Here’s the souvenir to keep: judge any crypto invoice tool by its payout, not its feature list. Can you get local money the moment you’re paid?
Create a free crypto invoice on Breet
Frequently Asked Questions
Which Networks and Coins Does Crypto Invoicing Support?
Most crypto invoices support major coins — BTC, ETH, USDT, USDC, and more — across the major networks: TRC-20 (Tron), ERC-20 (Ethereum), and BEP-20 (BNB Chain). The one rule that matters: your client must pay on the network that matches the invoice address, or the funds can be lost.
Does the Invoice Lock the Exchange Rate?
Yes. To protect both sides from volatility, the invoice locks the rate at generation, usually for a 15–30 minute window. If the payment isn’t made in time, the invoice may expire or be refreshed with a new rate.
How Do I Know When an Invoice Has Been Paid?
The system monitors the blockchain for transactions automatically.
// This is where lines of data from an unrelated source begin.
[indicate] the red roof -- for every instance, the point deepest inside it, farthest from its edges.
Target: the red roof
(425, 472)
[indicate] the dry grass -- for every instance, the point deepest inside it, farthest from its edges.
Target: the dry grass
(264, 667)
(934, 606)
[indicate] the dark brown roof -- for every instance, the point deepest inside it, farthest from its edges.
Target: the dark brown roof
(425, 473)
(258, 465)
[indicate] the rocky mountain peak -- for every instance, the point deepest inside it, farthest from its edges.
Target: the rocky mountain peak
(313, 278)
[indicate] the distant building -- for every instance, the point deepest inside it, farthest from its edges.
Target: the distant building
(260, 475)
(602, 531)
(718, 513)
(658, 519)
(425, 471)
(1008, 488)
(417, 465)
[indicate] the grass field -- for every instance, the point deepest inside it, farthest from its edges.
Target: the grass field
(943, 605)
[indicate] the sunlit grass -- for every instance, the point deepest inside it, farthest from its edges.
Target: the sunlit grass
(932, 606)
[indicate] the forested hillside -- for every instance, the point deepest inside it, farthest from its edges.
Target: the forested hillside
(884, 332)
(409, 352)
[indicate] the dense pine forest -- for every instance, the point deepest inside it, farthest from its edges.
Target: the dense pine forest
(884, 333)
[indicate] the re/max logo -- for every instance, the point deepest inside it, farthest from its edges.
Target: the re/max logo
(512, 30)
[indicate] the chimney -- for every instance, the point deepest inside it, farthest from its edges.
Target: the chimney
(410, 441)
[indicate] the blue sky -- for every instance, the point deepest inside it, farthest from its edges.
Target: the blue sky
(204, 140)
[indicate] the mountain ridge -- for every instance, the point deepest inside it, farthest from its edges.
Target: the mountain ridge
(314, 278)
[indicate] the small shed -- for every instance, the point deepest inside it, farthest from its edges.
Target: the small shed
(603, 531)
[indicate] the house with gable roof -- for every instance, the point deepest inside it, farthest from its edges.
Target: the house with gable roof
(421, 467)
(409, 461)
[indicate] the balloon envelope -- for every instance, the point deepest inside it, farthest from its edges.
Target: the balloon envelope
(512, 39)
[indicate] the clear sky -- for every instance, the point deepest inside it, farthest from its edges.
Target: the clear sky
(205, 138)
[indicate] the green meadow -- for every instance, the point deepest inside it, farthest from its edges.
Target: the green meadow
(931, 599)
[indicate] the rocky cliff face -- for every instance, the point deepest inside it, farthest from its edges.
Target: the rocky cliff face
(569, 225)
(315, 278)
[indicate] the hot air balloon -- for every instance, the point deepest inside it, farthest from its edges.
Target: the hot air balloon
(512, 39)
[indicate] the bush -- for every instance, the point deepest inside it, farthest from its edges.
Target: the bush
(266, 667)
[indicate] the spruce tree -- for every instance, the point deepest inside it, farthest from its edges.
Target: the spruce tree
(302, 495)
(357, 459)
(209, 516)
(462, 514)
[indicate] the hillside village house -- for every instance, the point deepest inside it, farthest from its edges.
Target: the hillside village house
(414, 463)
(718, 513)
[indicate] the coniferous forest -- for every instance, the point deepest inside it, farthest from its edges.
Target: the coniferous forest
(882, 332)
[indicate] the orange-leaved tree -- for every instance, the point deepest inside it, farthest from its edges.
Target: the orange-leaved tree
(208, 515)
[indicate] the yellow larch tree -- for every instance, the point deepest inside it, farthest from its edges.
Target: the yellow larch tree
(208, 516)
Once the funds are confirmed on-chain, the invoice status flips from “Pending” to “Paid,” and you get a notification — no need to refresh a block explorer.
What if a Client Sends the Wrong Amount?
If a client underpays, the invoice is flagged as partially paid, and you can accept it and auto-generate a new invoice for the balance. Overpayments are credited to your wallet, and the invoice simply shows as paid.
Is It Safe to Share Invoice Links Publicly?
Yes. The invoice link is a read-only payment request. It lets people send money to you, but it gives no access to your wallet, private keys, or funds. It’s safe to share via email, WhatsApp, or social media.
Is Crypto Invoicing Free?
Crypto invoicing on Breet is free to create and send. The only cost is the standard blockchain network fee on the payer’s side, which is separate from Breet.
Can I Get Paid in Naira or Cedis Instead of Holding Crypto?
Yes. With Auto-Settlement, the crypto is converted and paid out to your local bank account instantly — naira in Nigeria, cedis in Ghana. You can also choose to hold the value as USDT or USDC.